Here are some of the tactics they use to achieve that:
· Emotional & neurochemical overload
· Lack of sleep (keeping the target up to put them in a foggy and thus highly receptive state — cults and military use this a lot)
· Drawing hyper focused attention on them by being super charismatic and naturally electrifying, via their eyes, their words (they talk a lot!), their stories that flood your brain, while blocking off other things taking place (you may not notice cars driving by, people walking by, etc.)
· Loss of awareness of time (time seems to pass quickly in the intensity whipped up by the manipulator). Time loss is indicative of trance states
· Intensity, including sexual where breathing becomes synched up
· Music, fasting, flickering lights, such as candles
· Use of symbolism: saying things like I have you locked in my heart, you are my other half, comparing you to movie or mythical characters, etc.
So does this mean that predators are really that skilled? According to Sandra L. Brown, psychopaths are naturally good at observing the target’s reactions and honing in on what works. It’s not necessarily that they study trance induction intentionally. Because these people lack conscience and don’t feel emotions, such as guilt or remorse, contrary to us, it is easy for them to remain in a state of detached observation.

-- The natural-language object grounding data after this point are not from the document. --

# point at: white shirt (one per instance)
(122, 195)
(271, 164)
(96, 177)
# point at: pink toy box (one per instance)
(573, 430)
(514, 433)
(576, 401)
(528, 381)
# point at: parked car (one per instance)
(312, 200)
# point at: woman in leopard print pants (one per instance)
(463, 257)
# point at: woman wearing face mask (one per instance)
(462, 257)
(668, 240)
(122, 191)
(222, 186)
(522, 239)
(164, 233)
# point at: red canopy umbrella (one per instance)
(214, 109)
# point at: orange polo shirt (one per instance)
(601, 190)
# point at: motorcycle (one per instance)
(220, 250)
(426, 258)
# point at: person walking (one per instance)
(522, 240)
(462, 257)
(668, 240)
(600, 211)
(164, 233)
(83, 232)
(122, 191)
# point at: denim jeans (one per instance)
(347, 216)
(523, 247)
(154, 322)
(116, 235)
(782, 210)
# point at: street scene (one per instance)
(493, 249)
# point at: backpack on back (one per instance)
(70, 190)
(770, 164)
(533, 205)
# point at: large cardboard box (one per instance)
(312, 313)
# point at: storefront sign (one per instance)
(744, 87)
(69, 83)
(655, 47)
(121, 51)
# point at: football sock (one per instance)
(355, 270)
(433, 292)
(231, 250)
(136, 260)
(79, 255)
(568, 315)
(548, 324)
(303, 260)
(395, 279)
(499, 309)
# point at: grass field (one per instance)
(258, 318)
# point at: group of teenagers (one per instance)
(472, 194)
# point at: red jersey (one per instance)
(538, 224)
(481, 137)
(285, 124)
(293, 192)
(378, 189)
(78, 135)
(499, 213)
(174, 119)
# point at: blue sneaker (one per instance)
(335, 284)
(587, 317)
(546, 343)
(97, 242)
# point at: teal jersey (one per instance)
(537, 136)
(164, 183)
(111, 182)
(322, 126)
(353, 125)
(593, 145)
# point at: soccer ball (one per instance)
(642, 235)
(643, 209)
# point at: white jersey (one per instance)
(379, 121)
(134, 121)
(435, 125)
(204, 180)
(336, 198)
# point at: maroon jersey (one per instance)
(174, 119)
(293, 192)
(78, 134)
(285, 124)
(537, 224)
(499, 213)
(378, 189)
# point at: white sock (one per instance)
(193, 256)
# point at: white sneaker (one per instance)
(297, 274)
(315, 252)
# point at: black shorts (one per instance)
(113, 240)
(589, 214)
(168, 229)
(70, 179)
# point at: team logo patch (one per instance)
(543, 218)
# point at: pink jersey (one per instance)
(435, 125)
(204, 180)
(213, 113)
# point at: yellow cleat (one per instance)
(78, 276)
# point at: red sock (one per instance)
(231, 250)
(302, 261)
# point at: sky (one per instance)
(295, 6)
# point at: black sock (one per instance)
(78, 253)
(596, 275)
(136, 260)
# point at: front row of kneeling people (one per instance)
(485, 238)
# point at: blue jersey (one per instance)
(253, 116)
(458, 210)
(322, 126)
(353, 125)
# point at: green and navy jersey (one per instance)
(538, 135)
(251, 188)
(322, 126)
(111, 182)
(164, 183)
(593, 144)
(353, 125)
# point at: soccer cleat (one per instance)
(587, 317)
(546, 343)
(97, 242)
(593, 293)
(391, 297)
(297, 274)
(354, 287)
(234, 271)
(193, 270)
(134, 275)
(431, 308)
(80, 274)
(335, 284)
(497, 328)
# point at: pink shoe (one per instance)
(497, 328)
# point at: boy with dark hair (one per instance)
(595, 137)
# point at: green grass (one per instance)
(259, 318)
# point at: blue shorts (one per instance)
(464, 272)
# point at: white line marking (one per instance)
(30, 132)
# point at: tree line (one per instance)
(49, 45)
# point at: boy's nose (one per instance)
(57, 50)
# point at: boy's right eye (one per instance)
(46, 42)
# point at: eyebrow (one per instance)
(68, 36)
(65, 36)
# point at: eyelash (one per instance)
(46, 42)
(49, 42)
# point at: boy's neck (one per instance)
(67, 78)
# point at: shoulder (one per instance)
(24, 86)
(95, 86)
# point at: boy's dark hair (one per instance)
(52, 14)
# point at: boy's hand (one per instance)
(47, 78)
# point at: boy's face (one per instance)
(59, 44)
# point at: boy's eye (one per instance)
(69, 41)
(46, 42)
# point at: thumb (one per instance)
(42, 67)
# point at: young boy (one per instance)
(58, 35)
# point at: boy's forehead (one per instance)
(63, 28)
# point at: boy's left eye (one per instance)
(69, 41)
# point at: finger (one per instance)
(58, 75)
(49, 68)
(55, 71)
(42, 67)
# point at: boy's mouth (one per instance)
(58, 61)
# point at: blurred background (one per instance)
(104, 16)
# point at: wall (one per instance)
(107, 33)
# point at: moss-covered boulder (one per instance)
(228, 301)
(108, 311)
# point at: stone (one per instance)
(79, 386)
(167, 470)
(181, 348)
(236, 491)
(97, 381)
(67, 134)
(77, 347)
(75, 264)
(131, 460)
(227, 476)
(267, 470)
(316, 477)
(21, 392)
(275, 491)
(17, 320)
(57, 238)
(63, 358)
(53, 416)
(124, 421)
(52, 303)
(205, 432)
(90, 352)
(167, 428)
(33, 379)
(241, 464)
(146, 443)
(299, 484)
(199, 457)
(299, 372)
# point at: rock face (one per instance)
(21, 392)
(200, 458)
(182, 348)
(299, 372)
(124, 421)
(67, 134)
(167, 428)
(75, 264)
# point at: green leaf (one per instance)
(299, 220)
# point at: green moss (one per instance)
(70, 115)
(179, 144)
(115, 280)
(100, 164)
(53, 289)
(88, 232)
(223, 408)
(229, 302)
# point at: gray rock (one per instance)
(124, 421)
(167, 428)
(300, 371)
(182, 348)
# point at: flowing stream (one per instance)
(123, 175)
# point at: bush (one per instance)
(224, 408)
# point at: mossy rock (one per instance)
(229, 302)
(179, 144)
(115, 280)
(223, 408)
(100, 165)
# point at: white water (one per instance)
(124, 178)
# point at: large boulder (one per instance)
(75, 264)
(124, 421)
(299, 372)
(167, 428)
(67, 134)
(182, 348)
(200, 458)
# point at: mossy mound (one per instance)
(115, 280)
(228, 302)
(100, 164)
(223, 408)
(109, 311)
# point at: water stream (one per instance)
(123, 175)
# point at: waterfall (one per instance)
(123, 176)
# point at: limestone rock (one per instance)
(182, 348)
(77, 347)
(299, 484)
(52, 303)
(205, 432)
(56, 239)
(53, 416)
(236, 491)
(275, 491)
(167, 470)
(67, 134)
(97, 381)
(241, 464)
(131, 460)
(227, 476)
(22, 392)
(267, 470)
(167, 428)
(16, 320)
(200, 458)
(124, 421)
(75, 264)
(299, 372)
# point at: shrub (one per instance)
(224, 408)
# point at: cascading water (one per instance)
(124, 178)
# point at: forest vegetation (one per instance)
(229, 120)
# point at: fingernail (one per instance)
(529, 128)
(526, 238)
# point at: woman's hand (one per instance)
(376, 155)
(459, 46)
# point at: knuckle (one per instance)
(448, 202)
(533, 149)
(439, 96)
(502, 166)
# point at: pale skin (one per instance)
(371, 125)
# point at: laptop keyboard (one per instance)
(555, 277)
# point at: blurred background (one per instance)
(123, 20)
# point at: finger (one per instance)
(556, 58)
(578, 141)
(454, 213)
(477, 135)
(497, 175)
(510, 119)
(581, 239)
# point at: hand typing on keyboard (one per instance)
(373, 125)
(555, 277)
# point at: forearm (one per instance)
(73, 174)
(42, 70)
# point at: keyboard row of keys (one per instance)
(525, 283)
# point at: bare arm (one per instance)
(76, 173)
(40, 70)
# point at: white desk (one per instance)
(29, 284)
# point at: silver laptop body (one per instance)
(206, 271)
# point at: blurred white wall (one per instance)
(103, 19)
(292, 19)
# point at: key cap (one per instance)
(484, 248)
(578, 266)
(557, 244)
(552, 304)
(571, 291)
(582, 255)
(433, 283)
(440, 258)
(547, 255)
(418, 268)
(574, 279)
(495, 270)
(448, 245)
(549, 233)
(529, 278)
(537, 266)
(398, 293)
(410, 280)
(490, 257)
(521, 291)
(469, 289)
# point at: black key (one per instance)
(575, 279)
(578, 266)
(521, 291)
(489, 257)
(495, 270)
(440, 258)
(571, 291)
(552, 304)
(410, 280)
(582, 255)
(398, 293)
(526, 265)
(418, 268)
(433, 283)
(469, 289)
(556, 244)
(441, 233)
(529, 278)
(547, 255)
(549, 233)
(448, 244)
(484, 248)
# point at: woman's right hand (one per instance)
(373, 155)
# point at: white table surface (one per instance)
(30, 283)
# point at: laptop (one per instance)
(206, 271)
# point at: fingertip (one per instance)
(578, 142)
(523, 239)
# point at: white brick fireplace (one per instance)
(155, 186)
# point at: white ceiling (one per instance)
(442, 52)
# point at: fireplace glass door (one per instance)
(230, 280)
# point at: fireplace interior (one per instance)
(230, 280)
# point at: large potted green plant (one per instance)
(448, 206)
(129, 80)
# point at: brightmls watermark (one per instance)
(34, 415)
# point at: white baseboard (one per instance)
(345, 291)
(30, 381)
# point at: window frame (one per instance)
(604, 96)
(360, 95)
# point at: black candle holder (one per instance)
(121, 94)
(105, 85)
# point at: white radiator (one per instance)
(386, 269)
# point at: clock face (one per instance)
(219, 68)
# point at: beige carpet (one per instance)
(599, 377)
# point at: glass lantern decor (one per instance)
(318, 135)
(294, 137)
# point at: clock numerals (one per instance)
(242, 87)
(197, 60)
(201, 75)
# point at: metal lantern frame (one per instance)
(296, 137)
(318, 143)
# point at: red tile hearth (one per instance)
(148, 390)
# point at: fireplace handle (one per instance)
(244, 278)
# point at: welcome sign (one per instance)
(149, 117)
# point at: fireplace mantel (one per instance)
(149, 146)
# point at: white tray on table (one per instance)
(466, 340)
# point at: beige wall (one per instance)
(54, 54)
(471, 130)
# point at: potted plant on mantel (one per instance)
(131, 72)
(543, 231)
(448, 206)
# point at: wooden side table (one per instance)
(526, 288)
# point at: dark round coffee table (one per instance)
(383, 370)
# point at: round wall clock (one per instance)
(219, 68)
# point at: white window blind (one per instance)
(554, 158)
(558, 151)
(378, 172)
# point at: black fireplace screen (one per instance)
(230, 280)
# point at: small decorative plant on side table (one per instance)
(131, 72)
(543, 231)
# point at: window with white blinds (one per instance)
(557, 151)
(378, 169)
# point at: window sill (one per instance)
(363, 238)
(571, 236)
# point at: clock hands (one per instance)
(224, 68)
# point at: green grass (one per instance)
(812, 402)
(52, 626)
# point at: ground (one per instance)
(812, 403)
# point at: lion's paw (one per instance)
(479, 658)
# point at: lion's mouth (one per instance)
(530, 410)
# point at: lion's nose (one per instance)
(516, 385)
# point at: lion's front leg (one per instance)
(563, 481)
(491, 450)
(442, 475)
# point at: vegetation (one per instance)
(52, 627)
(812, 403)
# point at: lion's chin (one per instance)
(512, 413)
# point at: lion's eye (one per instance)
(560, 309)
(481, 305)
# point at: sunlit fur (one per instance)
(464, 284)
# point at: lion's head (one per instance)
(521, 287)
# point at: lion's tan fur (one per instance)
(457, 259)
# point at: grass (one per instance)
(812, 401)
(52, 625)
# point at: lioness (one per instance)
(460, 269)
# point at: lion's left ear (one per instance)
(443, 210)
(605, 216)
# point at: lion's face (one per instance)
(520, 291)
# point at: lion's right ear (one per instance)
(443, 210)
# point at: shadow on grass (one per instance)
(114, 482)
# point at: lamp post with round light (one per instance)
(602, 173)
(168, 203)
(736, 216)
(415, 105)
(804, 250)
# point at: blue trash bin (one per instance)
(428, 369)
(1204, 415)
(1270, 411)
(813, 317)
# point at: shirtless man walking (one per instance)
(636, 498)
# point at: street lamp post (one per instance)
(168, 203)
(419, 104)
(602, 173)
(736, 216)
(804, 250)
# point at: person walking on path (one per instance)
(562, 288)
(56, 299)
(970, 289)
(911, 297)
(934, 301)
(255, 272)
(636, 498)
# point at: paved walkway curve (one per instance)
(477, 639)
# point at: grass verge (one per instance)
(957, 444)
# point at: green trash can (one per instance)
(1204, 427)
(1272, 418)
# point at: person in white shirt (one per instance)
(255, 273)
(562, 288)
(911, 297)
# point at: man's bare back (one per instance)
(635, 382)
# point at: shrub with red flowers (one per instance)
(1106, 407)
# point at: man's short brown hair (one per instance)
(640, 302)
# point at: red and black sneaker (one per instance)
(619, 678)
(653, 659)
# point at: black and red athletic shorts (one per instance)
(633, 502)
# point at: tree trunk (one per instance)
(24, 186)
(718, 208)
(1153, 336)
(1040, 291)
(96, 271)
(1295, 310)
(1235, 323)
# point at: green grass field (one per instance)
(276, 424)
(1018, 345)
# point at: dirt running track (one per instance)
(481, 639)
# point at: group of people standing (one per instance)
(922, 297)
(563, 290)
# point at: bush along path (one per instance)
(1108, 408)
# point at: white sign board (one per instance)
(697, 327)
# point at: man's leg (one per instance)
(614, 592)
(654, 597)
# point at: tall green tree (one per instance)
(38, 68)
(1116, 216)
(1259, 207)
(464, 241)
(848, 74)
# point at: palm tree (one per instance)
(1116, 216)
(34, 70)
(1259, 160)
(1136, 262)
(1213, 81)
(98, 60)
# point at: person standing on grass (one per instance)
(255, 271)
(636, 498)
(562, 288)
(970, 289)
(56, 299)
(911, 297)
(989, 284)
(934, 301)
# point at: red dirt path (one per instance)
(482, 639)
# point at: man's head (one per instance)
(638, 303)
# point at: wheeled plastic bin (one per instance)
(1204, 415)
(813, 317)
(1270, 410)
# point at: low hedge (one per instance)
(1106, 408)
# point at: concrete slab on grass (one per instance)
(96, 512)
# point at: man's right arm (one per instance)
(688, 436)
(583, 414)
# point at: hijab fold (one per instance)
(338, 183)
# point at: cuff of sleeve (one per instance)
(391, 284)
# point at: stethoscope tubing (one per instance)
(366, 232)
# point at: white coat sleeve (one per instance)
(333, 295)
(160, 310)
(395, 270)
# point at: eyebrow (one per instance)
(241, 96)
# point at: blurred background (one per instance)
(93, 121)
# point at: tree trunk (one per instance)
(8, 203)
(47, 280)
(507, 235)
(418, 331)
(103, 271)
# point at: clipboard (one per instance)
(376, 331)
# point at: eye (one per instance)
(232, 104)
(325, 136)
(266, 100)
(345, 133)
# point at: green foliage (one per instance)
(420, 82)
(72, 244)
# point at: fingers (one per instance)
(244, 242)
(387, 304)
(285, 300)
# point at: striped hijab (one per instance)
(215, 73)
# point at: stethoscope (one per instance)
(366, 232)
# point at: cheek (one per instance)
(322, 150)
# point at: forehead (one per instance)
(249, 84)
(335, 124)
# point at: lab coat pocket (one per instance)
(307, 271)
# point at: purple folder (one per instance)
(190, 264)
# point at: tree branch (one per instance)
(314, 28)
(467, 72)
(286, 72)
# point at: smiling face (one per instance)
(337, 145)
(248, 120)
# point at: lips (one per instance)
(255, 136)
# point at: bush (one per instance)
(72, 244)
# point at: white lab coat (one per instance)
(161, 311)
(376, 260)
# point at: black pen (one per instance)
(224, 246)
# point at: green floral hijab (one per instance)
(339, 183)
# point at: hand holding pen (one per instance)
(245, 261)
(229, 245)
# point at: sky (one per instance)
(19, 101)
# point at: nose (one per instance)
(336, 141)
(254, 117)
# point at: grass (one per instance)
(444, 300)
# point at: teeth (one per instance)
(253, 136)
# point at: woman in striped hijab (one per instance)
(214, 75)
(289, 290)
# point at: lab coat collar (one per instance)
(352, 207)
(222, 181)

They even know how to overcome resistance when it creeps up. An ex-partner of mine who openly admitted to being trained in NLP and hypnosis used to tell me when I’d put up a wall, that those most resistant to hypnosis are the ones easiest to hypnotize. It made me immediately drop my guard and surrender.
BREAK & REWARD. At this point it is only a matter of time where the tension building inside the target due to cognitive dissonance and high levels of stress makes the floodgates crash. Typically, this results in some form of emotional or mental, sometimes even physical breakdown.
The manipulator loves this as it is a confirmation to them that their tactics worked. The agenda all along was to break you down and build you back up in the image that they have created for you — typically, as their servant or slave.
As you wallow in pain, thoughts creep up of the things that they told you before: that the two of you are one of a kind, that suffering is part of the equation, it is not easy to do what the two of you are doing because of how special and unique your relationship is, etc. etc. Seeking solace after having been isolated from your circle of support, you go back to the abuser. Here is where they ‘dose’ you with crumbs of their ‘love’ and affection to keep you tied. You feel good momentarily, until another cycle of abuse breaks you once more.
What makes it hard to leave a predator is not the lack of awareness that they are destroying our lives. It is the brain protecting itself by inducing ‘abuse amnesia’ and deleting the bad memories.
I remember thinking to myself, but I invested so much! And I know how wonderful they can be.This sort of thinking kept me stuck in toxic relationships, friendships and jobs. Leaving is difficult, but only if we cut the cords that bind us to abuse, can we start taking the steps toward healing ourselves and repairing the deep damage caused by the manipulator.